Le cirque de Cilaos

Levés à 6 heures, nous allons tous ensemble, à deux voitures (c'est plus confortable, et indispensable à neuf personnes), visiter le cirque de Cilaos. Il s'agit d'un ancien cratère du volcan dont la caldéra s'est effondrée. Moi, j'aurais cru que cela ferait comme la doline du Belchou, du genre marmite à fond plat. Mais non, en fait, il y a plein de petits pics partout, aux pentes très escarpées et très ravinées, où seul tient l'aloès (bouquet de longues feuilles grasses vertes lisses à la pointe effilée d'où s'élève un tronc vert qui porte au sommet des ramifications fleuries en pompons blancs qui donnent ensuite des graines en forme de dattes). Un "oued" (ou ravine, comme on dit ici) serpente tout au fond au milieu d'un large lit caillouteux qui ne s'emplit qu'au moment des cyclones. Nous y sommes descendus à pied pour voir une cascade et avons marché dans le lit à la recherche des eaux chaudes qui se réduisaient lors de notre passage à une flaque tiède croupissante cernée d'algues vert clair puis jaunes peu appétissantes. Au village de Cilaos, il y a une station thermale qui utilise les eaux sulfureuses du volcan pour traiter les affections respiratoires (comme à Laruns, dans un cadre bien plus agréable et pittoresque, et une température de l'air de 19 °C - à mon avis, il faisait plus chaud que çà, nous étions en short et tee-shirt sans aucun frisson).

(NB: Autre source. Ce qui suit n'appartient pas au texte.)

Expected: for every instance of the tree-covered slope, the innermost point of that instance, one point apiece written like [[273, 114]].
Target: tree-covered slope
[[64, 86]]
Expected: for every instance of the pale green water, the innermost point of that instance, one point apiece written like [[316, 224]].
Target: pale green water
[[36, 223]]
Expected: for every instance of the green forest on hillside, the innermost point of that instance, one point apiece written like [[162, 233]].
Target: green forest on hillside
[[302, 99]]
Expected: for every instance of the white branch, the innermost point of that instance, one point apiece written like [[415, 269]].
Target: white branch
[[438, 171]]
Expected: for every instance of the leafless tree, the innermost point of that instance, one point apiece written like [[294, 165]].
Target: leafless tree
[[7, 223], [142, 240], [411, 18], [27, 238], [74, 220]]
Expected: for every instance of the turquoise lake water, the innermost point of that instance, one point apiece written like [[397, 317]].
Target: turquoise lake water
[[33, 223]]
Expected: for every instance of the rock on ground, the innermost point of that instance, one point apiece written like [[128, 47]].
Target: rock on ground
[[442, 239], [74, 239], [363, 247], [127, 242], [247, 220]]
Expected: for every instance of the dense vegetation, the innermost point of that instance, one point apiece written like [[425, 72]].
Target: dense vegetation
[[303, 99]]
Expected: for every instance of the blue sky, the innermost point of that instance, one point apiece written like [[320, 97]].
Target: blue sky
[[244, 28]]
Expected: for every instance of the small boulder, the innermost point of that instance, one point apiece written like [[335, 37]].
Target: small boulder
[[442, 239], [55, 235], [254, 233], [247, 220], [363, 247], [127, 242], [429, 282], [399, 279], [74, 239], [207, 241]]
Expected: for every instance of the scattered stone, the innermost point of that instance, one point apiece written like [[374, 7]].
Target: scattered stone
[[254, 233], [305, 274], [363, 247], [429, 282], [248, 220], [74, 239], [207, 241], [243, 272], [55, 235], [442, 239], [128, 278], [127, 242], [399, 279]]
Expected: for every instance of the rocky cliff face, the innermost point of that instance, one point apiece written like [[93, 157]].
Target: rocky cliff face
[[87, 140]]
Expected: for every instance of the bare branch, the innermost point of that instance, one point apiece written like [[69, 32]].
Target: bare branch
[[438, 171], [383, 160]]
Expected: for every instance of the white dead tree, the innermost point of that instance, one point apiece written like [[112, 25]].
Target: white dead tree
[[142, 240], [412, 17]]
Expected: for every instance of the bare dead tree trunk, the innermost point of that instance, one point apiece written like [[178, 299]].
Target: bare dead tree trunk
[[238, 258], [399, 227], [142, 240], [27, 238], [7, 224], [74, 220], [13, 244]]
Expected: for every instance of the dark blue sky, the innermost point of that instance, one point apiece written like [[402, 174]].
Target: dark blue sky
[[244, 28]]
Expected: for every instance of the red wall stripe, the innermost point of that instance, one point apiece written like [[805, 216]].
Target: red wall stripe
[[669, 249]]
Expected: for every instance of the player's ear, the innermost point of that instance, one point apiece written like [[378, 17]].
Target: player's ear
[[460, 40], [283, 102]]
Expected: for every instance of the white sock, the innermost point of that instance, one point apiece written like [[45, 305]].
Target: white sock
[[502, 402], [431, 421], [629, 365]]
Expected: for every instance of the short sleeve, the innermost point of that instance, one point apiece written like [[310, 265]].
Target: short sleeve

Fabienne avait réservé la veille une table d'hôte. Nous n'avons pas été déçus : repas créole, agrémenté par les histoires locales de notre hôte - doté d'un réel talent de conteur - qui a adapté son langage pour que nous puissions (à peu près) le comprendre. Pendant ce temps, jour d'été normal, après avoir eu un temps couvert, mais très plaisant le matin, la pluie s'est mise à tomber.

Je regrette de ne pas avoir eu de caméra pour filmer ce créole. Non seulement il racontait admirablement bien des histoires pas tout à fait fausses, mais en plus il les mimait : c’était un régal et nous étions tous hypnotisés.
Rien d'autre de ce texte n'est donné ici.